Chuck Berry singles chronology
| "Broken Arrow" (1959) | "Let It Rock" (1960) | "Bye Bye Johnny" (1960) |

= Let It Rock (Chuck Berry song) =

1960 rock and roll song by Chuck Berry

"Let It Rock" is a song written and recorded by rock and roll pioneer Chuck Berry. Chess Records released it as single, which reached number 64 on the US Billboard Hot 100 chart in February 1960. Chess later added it to Berry's album Rockin' at the Hops (1960). In 1963, Pye Records released it as a single in the UK, where it reached number six.

"Let It Rock" was recorded by Berry on guitar and vocal, with long-time backing musicians Johnnie Johnson on piano, Willie Dixon on double bass, and Fred Below on drums.

In a song review for AllMusic, critic Matthew Greenwald called it a "rock & roll masterpiece ... Utilizing the same geographic images as 'Roll Over Beethoven' and 'Johnny B Goode,' (among others), Chuck Berry creates an atmosphere that is definitive rock & roll poetry".

==Renditions==
A live version of "Let It Rock" was recorded by the Rolling Stones during a performance in Leeds, England, in 1971. Described by critic Stephen Thomas Erlewine as "cooking" and "fiery", the recording was included as the B-side of "Brown Sugar" in the UK in 1971, it was also released on the Spanish issue of the Sticky Fingers (1971) album (as a replacement for the song "Sister Morphine", which was banned by Francisco Franco's regime) and later on the compilations Rarities 1971–2003 (2005) and The Singles 1971–2006 (2011).

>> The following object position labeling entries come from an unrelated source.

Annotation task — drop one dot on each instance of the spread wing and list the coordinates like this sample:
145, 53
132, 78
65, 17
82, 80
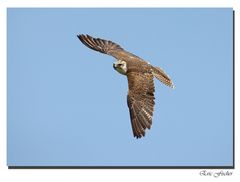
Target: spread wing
103, 46
140, 101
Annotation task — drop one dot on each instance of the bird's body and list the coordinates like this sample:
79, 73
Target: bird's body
140, 76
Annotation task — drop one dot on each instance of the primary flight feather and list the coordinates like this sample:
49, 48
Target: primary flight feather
140, 74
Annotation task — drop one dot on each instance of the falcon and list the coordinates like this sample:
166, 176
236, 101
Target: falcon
140, 74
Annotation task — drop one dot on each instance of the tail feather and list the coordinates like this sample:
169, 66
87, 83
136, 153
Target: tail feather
162, 76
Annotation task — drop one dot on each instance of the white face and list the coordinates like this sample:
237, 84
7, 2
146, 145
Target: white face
120, 66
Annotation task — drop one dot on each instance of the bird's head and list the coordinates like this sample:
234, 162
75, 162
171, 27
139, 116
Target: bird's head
120, 66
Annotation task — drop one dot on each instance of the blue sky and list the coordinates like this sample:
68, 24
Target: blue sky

A later performance of "Let It Rock" opens the concert video The Rolling Stones: Some Girls Live in Texas '78 (2011). The B-side "Too Pooped to Pop" was released as a single by New Zealand band the La De Da's in 1974, which peaked at No. 26 on the Go-Set National Top 40 in Australia.

In December 1975, a live version of "Let It Rock" was recorded by Australian band Skyhooks during a performance in Melbourne. Released as a single with live versions of "Revolution" and "Saturday Night" as the B-side, the song peaked at number 26 in Australia.